The Place-Maker-Space in use

click to view (added 6/3/16)

Inclusive creative consultation

Inclusive engagement

We have been using our 'dig-tools' which are proven methods for engaging diverse sectors of the community in the inclusive, creative development of visions for the future of their neighbourhood.

If you are based in Brighton (or not) and would like to bring a community group to creatively explore the potential development or issues in your community - get in touch!

Place-Maker-Space Research

Nick Gant founder of Community21 and The Place-Maker-Space
Joe Palmer and Megan Leckie, graduate enterprise Blockbuilders
Dave Allistone from graduate social enterprise Exploring Senses
3D printing co-designed visions

The Place-Maker-Space is a physical room centrally located in the city and is specifically intended to generate collaborative debate and creative interaction between universities, the public and private sector and communities (Farrell Review 2014). It will be used by university academics, students, graduate groups, planning officials, private companies and community members. As a physical extension of the Community 21 digital website it also forms part of a broader ‘Maker-Space’ movement which has seen the development of communal craft and technology workshops which help form social bonds and develop new skills within communities through acts of making (Hatch, 2014; Halse et al, 2010).

Our work on the Community21 digital platform has demonstrated the role making can have in engaging different groups and communities (Gant & Duggan, 2013) through the fabrication of tools, objects and products. The Place-Maker-Space provides the physical space and relevant software to enable groups to come together to develop collective visions for places making community and neighbourhood planning a more democratic process (DCLG 2015). As such the university plays a significant role in engaging local communities and helping them to engage with and shape their locality in a way that is both creative and informed. (see Making Futures, 2015).

Research questions the space and broader Community21 research explores include:

What role might digital and physical making methods and spaces perform in the engagement of communities in forming collaborative visions for the future their neighbourhood?

Examples of the methods we have used historically include:

  1. The production of augmented reality techno-town-tapestries where ‘hard-to-reach’ or disenfranchised groups can use animation apps to ‘characterise’ problems or ideas in anonymous ways and communicate them back to the community through a publically accessible, intelligent interface.

  2. Minecraft (a popular computer game) which engages young people in the co-production of highly interactive, ‘gamified’ and realistic virtual simulations of their lived or imagined spaces that can be shared locally or globally (Reckien & Eisenack, 2010).

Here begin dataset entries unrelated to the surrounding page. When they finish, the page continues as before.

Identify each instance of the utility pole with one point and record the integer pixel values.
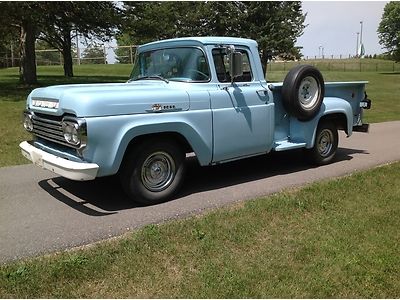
(12, 54)
(77, 48)
(357, 44)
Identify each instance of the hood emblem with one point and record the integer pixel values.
(163, 108)
(45, 103)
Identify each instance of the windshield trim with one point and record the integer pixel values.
(176, 47)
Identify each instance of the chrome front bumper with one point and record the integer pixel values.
(69, 169)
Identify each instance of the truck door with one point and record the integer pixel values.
(243, 116)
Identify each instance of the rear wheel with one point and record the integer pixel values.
(325, 146)
(153, 171)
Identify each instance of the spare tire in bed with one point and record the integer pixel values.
(303, 91)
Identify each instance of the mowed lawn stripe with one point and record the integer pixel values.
(336, 239)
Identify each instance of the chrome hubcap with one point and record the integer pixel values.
(158, 171)
(308, 92)
(325, 142)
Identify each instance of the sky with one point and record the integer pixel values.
(334, 26)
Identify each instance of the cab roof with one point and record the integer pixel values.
(199, 41)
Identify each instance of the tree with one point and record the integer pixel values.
(24, 17)
(67, 19)
(389, 29)
(93, 55)
(47, 56)
(275, 25)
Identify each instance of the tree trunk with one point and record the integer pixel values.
(27, 68)
(67, 56)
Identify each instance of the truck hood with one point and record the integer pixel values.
(106, 99)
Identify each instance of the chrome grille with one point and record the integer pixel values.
(50, 130)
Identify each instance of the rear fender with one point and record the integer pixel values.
(336, 109)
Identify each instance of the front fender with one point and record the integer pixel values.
(306, 131)
(109, 137)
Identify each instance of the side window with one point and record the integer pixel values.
(221, 61)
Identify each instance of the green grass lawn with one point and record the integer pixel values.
(383, 89)
(334, 239)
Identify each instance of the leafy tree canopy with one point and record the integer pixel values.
(275, 25)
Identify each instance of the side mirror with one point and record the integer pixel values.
(235, 65)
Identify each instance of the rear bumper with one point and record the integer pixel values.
(69, 169)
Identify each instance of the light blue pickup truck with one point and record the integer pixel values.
(201, 95)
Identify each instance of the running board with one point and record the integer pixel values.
(285, 145)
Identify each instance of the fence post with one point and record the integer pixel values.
(131, 53)
(12, 55)
(105, 54)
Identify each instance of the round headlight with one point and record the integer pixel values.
(71, 134)
(28, 125)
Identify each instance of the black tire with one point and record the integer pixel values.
(153, 171)
(325, 145)
(303, 91)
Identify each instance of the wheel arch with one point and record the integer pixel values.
(187, 138)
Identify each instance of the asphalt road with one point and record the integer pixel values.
(42, 213)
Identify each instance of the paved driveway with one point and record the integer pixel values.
(42, 213)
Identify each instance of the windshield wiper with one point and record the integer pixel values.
(150, 77)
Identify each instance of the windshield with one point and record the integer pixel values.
(179, 64)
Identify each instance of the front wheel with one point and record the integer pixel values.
(325, 146)
(153, 172)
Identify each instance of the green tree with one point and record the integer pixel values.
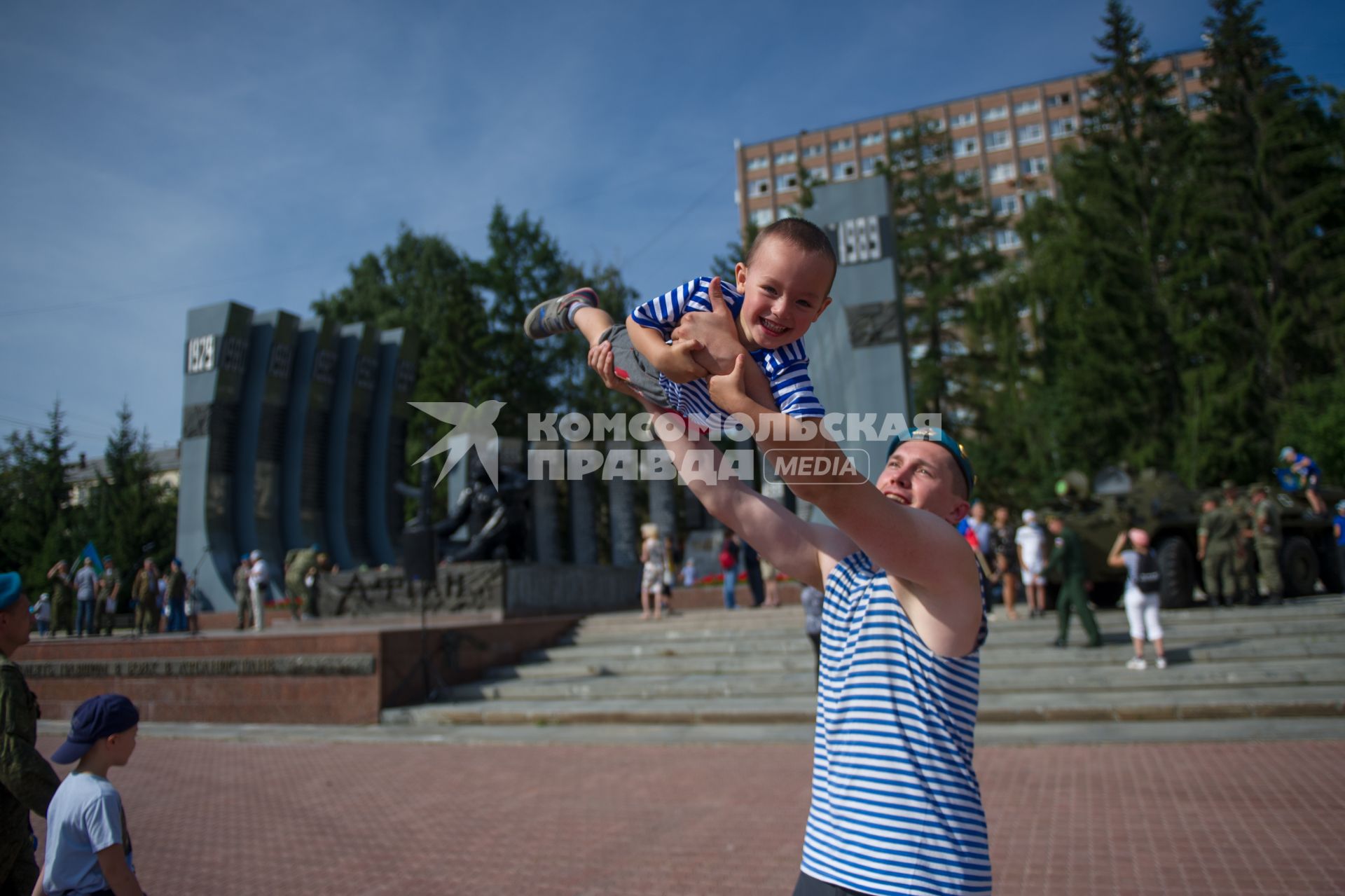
(944, 245)
(35, 529)
(1101, 263)
(1271, 244)
(130, 510)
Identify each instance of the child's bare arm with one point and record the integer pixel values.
(121, 880)
(672, 361)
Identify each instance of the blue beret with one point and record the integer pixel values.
(11, 586)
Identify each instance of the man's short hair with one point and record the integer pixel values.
(801, 235)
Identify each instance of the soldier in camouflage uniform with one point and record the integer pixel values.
(105, 602)
(1267, 539)
(1244, 574)
(146, 593)
(242, 595)
(301, 580)
(1068, 560)
(27, 782)
(1216, 546)
(62, 599)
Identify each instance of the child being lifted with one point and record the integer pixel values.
(779, 292)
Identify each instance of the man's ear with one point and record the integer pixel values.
(959, 511)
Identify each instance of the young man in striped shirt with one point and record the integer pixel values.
(896, 804)
(780, 291)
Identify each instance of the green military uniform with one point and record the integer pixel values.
(242, 596)
(27, 780)
(1244, 574)
(1068, 561)
(146, 591)
(62, 605)
(1267, 541)
(1220, 529)
(298, 563)
(106, 588)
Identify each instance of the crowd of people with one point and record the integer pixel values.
(86, 602)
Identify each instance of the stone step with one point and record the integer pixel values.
(1115, 705)
(1044, 682)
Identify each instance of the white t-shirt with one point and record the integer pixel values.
(1032, 541)
(84, 818)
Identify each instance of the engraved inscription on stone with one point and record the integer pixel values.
(874, 324)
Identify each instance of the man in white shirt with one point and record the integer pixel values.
(258, 581)
(1032, 558)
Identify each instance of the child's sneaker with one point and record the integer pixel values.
(553, 315)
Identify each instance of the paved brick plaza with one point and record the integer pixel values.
(240, 818)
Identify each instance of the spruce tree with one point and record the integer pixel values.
(943, 237)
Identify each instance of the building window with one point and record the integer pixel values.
(1029, 134)
(1061, 127)
(1033, 166)
(1030, 197)
(969, 178)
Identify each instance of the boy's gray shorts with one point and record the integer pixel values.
(633, 366)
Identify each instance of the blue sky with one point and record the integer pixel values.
(160, 156)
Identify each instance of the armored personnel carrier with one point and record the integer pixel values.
(1169, 511)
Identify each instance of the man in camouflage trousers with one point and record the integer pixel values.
(1216, 548)
(301, 580)
(109, 587)
(144, 591)
(1244, 572)
(27, 782)
(62, 599)
(1267, 537)
(242, 595)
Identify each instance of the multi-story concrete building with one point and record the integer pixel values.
(1010, 136)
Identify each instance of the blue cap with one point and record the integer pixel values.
(939, 438)
(11, 586)
(95, 720)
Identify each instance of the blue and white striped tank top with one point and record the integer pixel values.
(896, 805)
(785, 368)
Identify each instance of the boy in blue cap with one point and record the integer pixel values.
(27, 782)
(88, 841)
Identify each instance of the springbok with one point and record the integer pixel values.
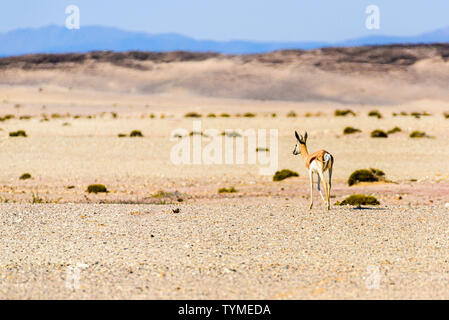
(317, 162)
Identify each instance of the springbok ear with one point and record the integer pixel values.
(297, 136)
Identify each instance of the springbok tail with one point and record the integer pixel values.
(328, 161)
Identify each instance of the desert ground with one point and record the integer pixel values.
(163, 231)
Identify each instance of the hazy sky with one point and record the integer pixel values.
(281, 20)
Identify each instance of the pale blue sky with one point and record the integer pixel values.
(259, 20)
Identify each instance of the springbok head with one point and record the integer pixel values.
(299, 141)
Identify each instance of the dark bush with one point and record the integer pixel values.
(379, 134)
(358, 200)
(365, 175)
(25, 176)
(97, 188)
(344, 113)
(375, 113)
(19, 133)
(136, 133)
(418, 134)
(284, 174)
(351, 130)
(394, 130)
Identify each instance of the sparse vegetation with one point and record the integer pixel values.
(284, 174)
(97, 188)
(7, 117)
(351, 130)
(418, 134)
(19, 133)
(227, 190)
(192, 115)
(344, 113)
(358, 200)
(394, 130)
(135, 133)
(365, 175)
(379, 134)
(25, 176)
(375, 113)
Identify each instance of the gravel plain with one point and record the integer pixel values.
(225, 249)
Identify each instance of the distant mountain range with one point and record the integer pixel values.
(57, 39)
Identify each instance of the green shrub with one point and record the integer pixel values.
(25, 176)
(284, 174)
(358, 200)
(418, 134)
(19, 133)
(365, 175)
(375, 113)
(97, 188)
(394, 130)
(192, 115)
(136, 133)
(351, 130)
(344, 113)
(227, 190)
(379, 134)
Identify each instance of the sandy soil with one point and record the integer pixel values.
(260, 242)
(270, 249)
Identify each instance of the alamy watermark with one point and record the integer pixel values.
(262, 147)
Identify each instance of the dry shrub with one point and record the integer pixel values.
(365, 175)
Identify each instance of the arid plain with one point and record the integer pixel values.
(164, 231)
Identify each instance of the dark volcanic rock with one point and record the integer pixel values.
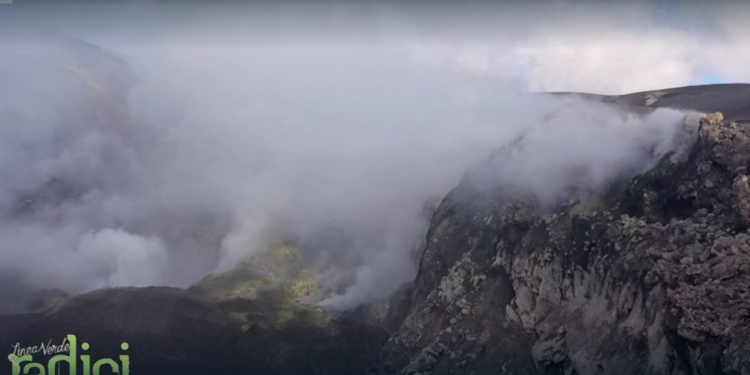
(729, 99)
(172, 331)
(653, 280)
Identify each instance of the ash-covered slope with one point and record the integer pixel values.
(654, 278)
(729, 99)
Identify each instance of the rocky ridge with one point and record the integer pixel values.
(652, 279)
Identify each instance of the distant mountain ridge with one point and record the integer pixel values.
(731, 99)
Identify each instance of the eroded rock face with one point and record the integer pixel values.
(653, 279)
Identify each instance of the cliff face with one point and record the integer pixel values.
(652, 279)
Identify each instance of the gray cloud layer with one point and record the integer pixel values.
(253, 138)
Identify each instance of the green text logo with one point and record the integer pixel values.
(21, 360)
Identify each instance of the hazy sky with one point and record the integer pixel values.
(260, 123)
(601, 47)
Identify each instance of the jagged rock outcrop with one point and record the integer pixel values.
(654, 278)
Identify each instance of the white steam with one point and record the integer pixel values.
(221, 150)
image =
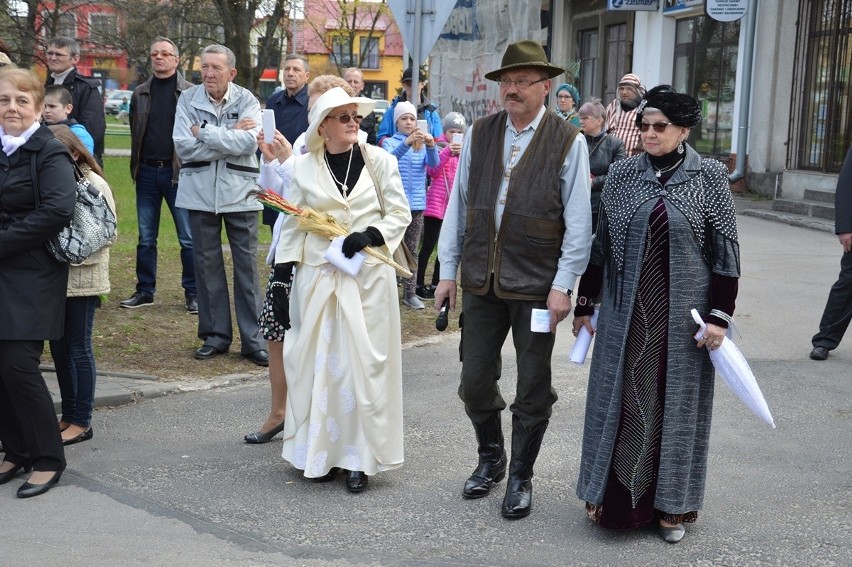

  3. Ageing apps and role play apps that visually illustrate someone’s own ageing process to elicit empathy in younger people or enable the anonymous expression of ideas and issues.

The Community21 initiative with its digital and physical spaces provide an opportunity to co-define the challenges and concerns for research and practice with different urban and rural communities. From a university perspective, this process is invaluable in helping to ensure the continued relevance of our teaching and research in subjects such as design, planning, urbanism, social science, geography etc. Moreover it is also helping to redefine these subject areas away from static notions of disciplinary distinction, into inter-disciplinary and cross-disciplinary engaged activity that involves stakeholders, transcends boundaries and is responsive to changing contexts. Through co-production and co-defined spaces we are able to make meaningful and useful applied place-based interventions, connecting communities (Sawhney et al, 2015) for sustainability and resilience (Manzini 2015; Horlings 2015; Frankin & Marsden, 2015). Together they illustrate how virtual and physical spaces both play a role in meaningful engagement.